La décision de l’Eurogroupe visant à faire participer les déposants bancaires au-dessus du seuil de 100.000 euros au sauvetage de Chypre intervient dans un contexte législatif tendu. Les négociations entre le Parlement européen et le Conseil des ministres sur une refonte des régimes de garantie de dépôts sont maintenant bloquées depuis plus d’un an. En cause, l’absence de volonté politique criante de certain Etats, en particulier l’Allemagne.

La décision de taxer tous les dépôts bancaires chypriotes comme elle est apparue dans le premier plan du 16 mars n’est pas contraire à la directive européenne sur les systèmes de garantie de dépôts. Juridiquement parlant, n’importe quel Etat est en droit d’imposer une taxe. Toucher aux dépôts garantis - jusqu’à 100.000 euros - s’inscrirait en revanche à contre-courant de l’esprit du texte, constatent de nombreux experts. Même abandonnée par le deuxième plan européen du 23 mars, cette décision a entraîné un précédent dangereux. « Vous créez des marges de manœuvre qui mettent en danger l’Europe », a lancé l’eurodéputé allemand Peter Simon (social démocrate) au président de l’Eurogroupe Jeroen Dijsselbloem.

Adoptée en 1994, la directive sur les systèmes de garantie des dépôts a tout d’abord fixé le montant des dépôts garantis à 20.000 euros avant de l’élever à 100.000 euros en 2009. Courant 2010, la Commission européenne a proposé une refonte de ce texte en vue d’harmoniser le fonctionnement et le financement des quelque 40 systèmes de garantie des dépôts en place dans l’Union. Depuis, le Parlement européen et le Conseil s’opposent sur ce dossier pourtant constitutif de l'ambitieux projet d'Union bancaire, en parallèle à la résolution des crises et à la supervision des banques.

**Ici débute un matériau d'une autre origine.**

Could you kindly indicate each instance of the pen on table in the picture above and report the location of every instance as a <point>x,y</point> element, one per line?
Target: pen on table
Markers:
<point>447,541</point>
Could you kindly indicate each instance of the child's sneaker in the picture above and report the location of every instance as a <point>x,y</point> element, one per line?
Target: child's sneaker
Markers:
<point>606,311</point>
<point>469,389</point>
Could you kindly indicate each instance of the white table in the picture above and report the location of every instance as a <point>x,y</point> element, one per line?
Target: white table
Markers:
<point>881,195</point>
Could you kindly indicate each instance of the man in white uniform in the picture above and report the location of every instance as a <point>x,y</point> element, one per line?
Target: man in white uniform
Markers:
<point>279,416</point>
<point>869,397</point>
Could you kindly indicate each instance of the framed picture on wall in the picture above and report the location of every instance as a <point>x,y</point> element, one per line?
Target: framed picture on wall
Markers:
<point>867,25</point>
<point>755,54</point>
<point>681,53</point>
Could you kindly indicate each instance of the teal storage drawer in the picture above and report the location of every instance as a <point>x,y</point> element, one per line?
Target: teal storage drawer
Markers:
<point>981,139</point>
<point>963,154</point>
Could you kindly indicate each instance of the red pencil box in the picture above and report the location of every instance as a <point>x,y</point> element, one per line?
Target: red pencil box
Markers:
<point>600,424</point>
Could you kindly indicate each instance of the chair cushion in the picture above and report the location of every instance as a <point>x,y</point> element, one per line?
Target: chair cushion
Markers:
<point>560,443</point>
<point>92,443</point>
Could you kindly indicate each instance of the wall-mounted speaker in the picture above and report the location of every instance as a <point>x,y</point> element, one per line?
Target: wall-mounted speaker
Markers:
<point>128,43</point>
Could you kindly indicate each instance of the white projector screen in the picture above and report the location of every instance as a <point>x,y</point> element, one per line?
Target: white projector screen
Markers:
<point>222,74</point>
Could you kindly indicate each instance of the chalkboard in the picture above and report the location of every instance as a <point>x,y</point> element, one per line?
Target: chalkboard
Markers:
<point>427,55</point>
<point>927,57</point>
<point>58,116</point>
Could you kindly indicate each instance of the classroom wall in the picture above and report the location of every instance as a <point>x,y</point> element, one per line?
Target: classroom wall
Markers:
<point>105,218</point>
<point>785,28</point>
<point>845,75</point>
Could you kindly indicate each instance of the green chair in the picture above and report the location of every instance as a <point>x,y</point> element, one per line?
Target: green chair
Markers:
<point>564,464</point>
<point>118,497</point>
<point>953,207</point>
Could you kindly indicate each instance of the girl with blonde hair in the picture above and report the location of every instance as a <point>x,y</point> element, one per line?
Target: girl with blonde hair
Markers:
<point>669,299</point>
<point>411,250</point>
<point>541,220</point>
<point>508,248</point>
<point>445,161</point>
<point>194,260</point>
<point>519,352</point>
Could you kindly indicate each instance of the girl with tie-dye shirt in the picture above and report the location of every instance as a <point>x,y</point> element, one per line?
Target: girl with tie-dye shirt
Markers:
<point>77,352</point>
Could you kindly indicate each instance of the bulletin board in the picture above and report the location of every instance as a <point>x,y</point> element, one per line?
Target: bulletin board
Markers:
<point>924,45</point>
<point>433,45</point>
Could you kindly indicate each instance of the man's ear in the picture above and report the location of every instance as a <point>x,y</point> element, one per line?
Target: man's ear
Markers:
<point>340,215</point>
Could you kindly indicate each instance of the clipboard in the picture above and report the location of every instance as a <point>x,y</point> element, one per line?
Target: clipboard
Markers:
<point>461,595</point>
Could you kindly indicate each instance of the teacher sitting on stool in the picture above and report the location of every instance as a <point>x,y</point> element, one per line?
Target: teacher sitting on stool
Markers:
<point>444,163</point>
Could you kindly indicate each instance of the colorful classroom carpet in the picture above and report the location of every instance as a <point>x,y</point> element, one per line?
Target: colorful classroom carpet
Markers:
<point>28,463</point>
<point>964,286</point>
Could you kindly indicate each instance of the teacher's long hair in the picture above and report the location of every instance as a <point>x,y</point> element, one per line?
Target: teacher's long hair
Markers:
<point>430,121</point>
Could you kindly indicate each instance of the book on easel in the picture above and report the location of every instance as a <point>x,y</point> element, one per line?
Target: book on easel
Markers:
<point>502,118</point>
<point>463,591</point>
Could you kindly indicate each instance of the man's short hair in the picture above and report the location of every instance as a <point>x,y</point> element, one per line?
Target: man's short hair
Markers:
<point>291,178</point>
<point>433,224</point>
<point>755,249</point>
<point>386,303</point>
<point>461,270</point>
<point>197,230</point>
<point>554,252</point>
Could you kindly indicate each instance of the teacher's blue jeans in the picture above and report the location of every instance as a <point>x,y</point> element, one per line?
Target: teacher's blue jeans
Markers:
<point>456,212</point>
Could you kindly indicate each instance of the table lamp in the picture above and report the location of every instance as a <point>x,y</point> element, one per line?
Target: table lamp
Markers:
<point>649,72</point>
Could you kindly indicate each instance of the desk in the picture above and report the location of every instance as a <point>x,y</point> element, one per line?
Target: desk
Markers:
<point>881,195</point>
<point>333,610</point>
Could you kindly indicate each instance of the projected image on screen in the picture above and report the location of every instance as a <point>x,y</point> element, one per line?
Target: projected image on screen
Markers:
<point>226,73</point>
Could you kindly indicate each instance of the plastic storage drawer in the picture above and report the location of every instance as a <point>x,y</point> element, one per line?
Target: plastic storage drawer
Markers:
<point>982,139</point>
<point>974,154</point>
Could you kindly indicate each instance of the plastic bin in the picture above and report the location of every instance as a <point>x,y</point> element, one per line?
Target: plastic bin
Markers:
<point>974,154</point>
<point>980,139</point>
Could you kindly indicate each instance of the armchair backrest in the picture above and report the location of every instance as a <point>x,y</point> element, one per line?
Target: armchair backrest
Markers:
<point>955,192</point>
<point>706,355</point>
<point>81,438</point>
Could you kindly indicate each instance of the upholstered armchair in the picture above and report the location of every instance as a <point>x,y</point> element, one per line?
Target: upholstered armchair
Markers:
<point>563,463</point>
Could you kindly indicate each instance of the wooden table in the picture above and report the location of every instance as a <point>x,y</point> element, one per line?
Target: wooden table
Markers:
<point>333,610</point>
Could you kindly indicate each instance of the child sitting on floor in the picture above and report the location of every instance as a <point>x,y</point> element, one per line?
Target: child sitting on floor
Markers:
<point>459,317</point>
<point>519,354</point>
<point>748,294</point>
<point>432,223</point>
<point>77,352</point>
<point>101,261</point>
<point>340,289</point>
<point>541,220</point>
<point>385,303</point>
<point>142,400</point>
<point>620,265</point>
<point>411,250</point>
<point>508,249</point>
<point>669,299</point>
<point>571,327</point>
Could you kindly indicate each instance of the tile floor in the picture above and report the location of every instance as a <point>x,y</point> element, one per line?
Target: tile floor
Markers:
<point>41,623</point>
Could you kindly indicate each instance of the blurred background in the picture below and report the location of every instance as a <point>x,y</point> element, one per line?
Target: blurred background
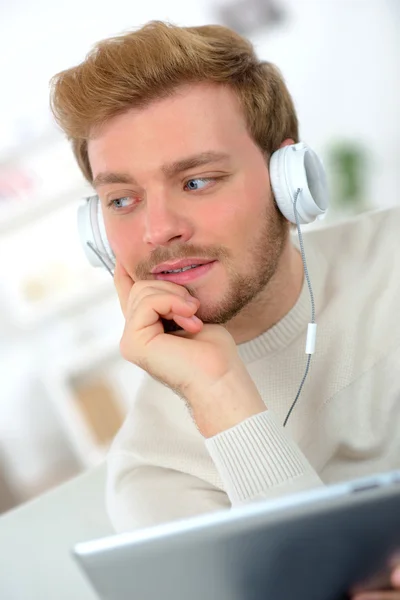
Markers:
<point>64,389</point>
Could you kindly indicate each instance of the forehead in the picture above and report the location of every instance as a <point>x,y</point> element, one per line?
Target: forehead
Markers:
<point>195,118</point>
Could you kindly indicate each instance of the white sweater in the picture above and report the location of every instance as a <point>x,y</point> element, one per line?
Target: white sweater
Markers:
<point>346,423</point>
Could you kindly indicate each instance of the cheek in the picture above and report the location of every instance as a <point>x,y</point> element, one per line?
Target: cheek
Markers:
<point>122,242</point>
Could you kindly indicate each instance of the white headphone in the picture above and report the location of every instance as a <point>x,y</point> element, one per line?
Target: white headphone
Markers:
<point>292,168</point>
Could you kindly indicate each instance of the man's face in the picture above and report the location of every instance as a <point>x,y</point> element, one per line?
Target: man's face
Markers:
<point>182,178</point>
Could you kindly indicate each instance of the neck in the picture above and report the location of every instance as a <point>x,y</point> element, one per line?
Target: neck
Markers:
<point>274,302</point>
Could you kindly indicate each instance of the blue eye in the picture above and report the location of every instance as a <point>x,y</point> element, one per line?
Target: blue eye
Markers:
<point>193,184</point>
<point>121,202</point>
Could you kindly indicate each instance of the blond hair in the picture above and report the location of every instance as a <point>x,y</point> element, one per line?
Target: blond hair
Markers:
<point>133,69</point>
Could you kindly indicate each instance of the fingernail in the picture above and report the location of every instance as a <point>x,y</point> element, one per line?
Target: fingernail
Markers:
<point>195,319</point>
<point>396,577</point>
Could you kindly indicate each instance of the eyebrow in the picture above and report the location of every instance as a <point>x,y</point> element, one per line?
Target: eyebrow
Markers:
<point>170,170</point>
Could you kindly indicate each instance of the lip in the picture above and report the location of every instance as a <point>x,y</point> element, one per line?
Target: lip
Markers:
<point>179,264</point>
<point>187,276</point>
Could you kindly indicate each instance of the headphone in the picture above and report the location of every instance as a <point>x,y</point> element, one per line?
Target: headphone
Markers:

Ce n'est pas le montant de la garantie qui est en cause dans les désaccords entre le Conseil et le Parlement. Ni même la mutualisation des systèmes de garantie de dépôts dans l’Union, une mesure ambitieuse proposée par la Commission. Sur ce point, une bonne partie des Etats ainsi que les eurodéputés voient tout simplement d’un mauvais œil le caractère contraignant de ce « mécanisme de solidarité », lui préférant une procédure plus souple.

Négociations minées

Officiellement, les deux institutions butent sur le niveau de contribution des banques au financement « ex ante » de ces fonds de garantie ou, dans le jargon européen, le « niveau cible » de contribution à atteindre sur une période donnée. Le Parlement veut instaurer un niveau de 1,5 % de l’ensemble des dépôts garantis par les banques ; ces dernières disposeraient de quinze ans pour y parvenir. De son côté, le Conseil est prêt à accepter un seuil de 1 %, mais une partie pourra être constituée de promesses de liquidités des banques (30 % au maximum). Une condition jugée inacceptable par la majorité des eurodéputés.

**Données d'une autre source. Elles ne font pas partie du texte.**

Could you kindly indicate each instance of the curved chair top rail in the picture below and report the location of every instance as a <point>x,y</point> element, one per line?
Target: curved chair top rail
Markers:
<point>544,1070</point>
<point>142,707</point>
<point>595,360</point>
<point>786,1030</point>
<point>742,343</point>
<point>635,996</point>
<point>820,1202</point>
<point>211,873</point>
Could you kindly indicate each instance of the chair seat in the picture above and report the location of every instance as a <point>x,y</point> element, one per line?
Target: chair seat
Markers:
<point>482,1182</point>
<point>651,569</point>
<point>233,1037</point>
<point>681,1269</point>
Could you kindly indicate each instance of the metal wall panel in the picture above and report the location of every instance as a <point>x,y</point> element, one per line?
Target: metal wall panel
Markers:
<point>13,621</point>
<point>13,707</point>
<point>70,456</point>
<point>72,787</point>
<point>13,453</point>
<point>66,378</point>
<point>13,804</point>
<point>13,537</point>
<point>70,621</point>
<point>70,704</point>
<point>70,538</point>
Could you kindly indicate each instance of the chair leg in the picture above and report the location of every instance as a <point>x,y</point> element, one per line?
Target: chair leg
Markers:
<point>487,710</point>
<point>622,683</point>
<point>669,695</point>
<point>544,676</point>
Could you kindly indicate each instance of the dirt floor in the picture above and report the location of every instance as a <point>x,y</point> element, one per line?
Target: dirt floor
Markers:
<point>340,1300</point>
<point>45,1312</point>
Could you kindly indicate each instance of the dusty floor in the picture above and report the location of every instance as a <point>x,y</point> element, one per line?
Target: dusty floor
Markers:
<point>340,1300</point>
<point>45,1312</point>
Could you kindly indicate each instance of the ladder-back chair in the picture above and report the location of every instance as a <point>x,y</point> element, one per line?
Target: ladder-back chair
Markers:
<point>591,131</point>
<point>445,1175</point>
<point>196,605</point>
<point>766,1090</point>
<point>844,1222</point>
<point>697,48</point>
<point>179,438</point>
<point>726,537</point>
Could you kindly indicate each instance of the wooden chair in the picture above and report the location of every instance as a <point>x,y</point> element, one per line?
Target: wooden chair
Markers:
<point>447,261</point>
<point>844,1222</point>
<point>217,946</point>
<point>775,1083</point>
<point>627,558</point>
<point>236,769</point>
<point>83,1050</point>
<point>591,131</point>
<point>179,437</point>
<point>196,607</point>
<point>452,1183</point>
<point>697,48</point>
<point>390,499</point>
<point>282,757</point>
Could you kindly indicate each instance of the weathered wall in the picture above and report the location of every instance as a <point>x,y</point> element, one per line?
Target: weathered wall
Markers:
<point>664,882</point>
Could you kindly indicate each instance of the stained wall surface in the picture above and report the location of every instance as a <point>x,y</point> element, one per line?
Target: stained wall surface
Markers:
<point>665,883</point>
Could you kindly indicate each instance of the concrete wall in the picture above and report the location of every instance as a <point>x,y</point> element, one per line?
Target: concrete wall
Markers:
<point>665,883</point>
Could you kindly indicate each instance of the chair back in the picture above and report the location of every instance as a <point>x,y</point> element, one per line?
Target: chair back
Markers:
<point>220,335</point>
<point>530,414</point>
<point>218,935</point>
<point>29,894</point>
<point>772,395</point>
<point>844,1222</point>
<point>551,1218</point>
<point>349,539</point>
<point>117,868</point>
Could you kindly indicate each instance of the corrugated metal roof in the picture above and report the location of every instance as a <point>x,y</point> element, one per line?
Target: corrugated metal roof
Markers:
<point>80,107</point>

Tout le problème réside dans le fait que le dossier n'est pas seulement bloqué entre les deux institutions européennes. Il n'avance plus au sein même du Conseil. Certains Etats, l’Allemagne en tête, refusent catégoriquement de parler de ce dossier, expliquent plusieurs sources européennes. Soulignant qu’au plan politique, Berlin est farouchement opposé à toute mutualisation des fonds de garantie. Une position qui serait soutenue par d'autres capitales. En réalité, ce sont les caisses d’épargne allemandes, les Sparkassen», qui poseraient un sérieux problème au sein du Conseil. Les caisses allemandes ont un régime de garantie bien spécifique que Berlin compte protéger coût que coûte.

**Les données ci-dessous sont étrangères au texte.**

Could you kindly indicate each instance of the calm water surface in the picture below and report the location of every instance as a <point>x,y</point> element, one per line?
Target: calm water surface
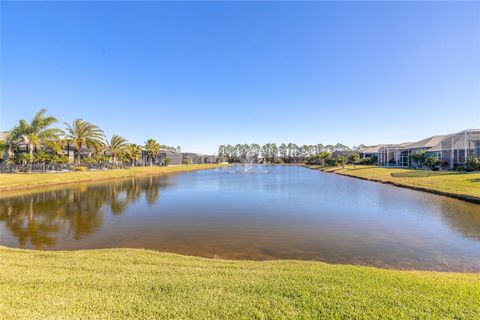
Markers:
<point>287,213</point>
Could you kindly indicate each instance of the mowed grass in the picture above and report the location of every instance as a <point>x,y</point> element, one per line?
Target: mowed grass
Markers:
<point>31,180</point>
<point>461,184</point>
<point>141,284</point>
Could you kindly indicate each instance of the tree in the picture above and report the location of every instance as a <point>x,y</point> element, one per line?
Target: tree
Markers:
<point>153,149</point>
<point>37,132</point>
<point>115,146</point>
<point>84,134</point>
<point>133,153</point>
<point>7,146</point>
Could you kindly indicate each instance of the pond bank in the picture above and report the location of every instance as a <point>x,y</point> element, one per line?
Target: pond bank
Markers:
<point>17,181</point>
<point>459,185</point>
<point>135,283</point>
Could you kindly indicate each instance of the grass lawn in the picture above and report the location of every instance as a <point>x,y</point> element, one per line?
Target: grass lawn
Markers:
<point>457,184</point>
<point>140,284</point>
<point>30,180</point>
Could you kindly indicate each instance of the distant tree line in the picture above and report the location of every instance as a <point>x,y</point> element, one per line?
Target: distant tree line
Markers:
<point>285,153</point>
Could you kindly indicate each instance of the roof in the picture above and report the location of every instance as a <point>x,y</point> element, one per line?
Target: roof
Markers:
<point>426,143</point>
<point>372,149</point>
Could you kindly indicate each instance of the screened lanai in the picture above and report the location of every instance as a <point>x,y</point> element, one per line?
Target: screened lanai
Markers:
<point>454,149</point>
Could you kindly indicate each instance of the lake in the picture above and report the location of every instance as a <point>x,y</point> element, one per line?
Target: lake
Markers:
<point>280,212</point>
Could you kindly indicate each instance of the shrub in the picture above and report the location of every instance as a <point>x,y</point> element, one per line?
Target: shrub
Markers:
<point>90,160</point>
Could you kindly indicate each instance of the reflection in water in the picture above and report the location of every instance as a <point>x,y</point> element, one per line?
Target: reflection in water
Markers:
<point>288,213</point>
<point>37,218</point>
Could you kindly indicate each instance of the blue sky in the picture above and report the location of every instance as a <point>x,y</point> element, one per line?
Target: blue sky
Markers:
<point>203,74</point>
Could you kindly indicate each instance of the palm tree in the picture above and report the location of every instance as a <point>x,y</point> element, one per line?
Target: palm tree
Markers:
<point>7,146</point>
<point>133,152</point>
<point>37,132</point>
<point>152,148</point>
<point>84,134</point>
<point>115,146</point>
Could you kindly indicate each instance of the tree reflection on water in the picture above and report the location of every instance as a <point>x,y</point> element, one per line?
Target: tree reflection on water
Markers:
<point>37,219</point>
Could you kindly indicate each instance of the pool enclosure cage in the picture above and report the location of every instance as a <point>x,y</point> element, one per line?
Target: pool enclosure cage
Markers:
<point>454,149</point>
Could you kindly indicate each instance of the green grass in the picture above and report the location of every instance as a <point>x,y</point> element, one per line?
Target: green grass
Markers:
<point>31,180</point>
<point>458,184</point>
<point>141,284</point>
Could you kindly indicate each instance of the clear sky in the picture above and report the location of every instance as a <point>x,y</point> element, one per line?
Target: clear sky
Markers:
<point>203,74</point>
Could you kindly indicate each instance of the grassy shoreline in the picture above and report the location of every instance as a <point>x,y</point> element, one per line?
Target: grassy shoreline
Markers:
<point>135,283</point>
<point>459,185</point>
<point>17,181</point>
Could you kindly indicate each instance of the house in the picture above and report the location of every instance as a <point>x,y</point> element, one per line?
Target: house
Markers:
<point>454,149</point>
<point>174,156</point>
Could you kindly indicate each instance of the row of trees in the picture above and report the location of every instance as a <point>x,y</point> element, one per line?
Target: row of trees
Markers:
<point>284,153</point>
<point>46,143</point>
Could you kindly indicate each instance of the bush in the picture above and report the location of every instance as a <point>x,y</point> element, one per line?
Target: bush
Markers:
<point>473,163</point>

Autre pierre d’achoppement ; les fortes réticences du Royaume-Uni vis-à-vis du financement « ex ante » des fonds de garantie des dépôts. Londres entend défendre d'arrache-pied son propre modèle, celui de contributions « ex post » de la part des banques (versées si le fonds ne dispose plus suffisamment de capital). Comment toutefois garantir les dépôts si les banques mises à contribution ont les caisses vides, font valoir des observateurs.

En principe, les négociations devraient reprendre dès que les Vingt-sept seront tombés d'accord sur une position commune concernant la résolution des crises bancaires, assure-t-on. Un texte législatif tout aussi controversé sur la table depuis juin 2012 dans la mesure où les Etats doivent notamment trouver un accord sur la possibilité d’utiliser les fonds de garantie en cas de faillite bancaire.

Une chose est acquise : aucune avancée substantielle du dossier n’est à attendre avant les élections allemandes, en septembre prochain.